The final project is to test your knowledge about robotics control. You are also encouraged to introduce machine learning techniques to enhance the performance and stablitiy.
Please follow the document of SAPIEN to install the environment. Currently, only Ubuntu is fully supported. MacOS is experimentally supported and feel free to report any bug.
# Use the correct pip if you are using virtualenv or conda.
pip install sapien==0.6.0.dev0
pip install transforms3d
It is recommended to use an editor like VSCode or Pycharm, so that you can jump to the definition to check Sapien's APIs.
In this assignment, you need to control two robot arms to pick up boxes and place them at the target bin efficiently. Note that the end-effectors are spades rather than fingers.

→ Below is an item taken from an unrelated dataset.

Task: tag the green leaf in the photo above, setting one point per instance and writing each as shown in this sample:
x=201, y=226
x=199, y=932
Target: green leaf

The starter code provides these files:
- solution.py: implement this file.
- main.py: run this file to debug and evaluate your code.

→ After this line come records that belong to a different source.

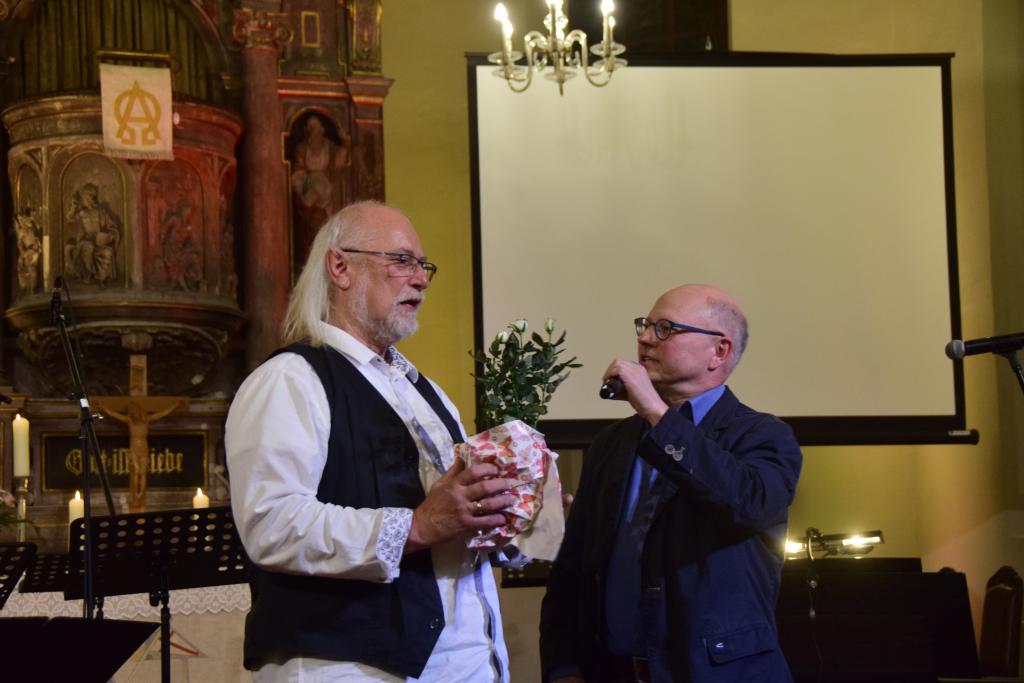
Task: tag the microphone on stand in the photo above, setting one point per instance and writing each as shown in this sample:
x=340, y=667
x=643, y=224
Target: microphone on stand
x=1001, y=344
x=612, y=388
x=55, y=300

- final_env.py: provide the environment for your final project; if you modify this file, make sure you restore it to the original state when testing.

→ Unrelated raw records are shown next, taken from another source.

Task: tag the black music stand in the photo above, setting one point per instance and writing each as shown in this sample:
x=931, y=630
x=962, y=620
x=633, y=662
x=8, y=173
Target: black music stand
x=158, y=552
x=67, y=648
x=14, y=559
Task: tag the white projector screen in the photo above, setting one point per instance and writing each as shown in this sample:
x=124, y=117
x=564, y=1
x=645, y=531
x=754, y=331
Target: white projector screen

In the following sections, we will describe the environment, the robots, and the objective.
The scene contains two robot arms, multiple boxes, and a bin. Four cameras (front, left, right, top) are mounted to provide different viewpoints of the scene. The scene is randomly generated by the environment. Different scenes have different configurations, including the size of the spades, the sizes and positions of the boxes, and the size and position of the bin.
As illustrated in the main.py, env.run(solution)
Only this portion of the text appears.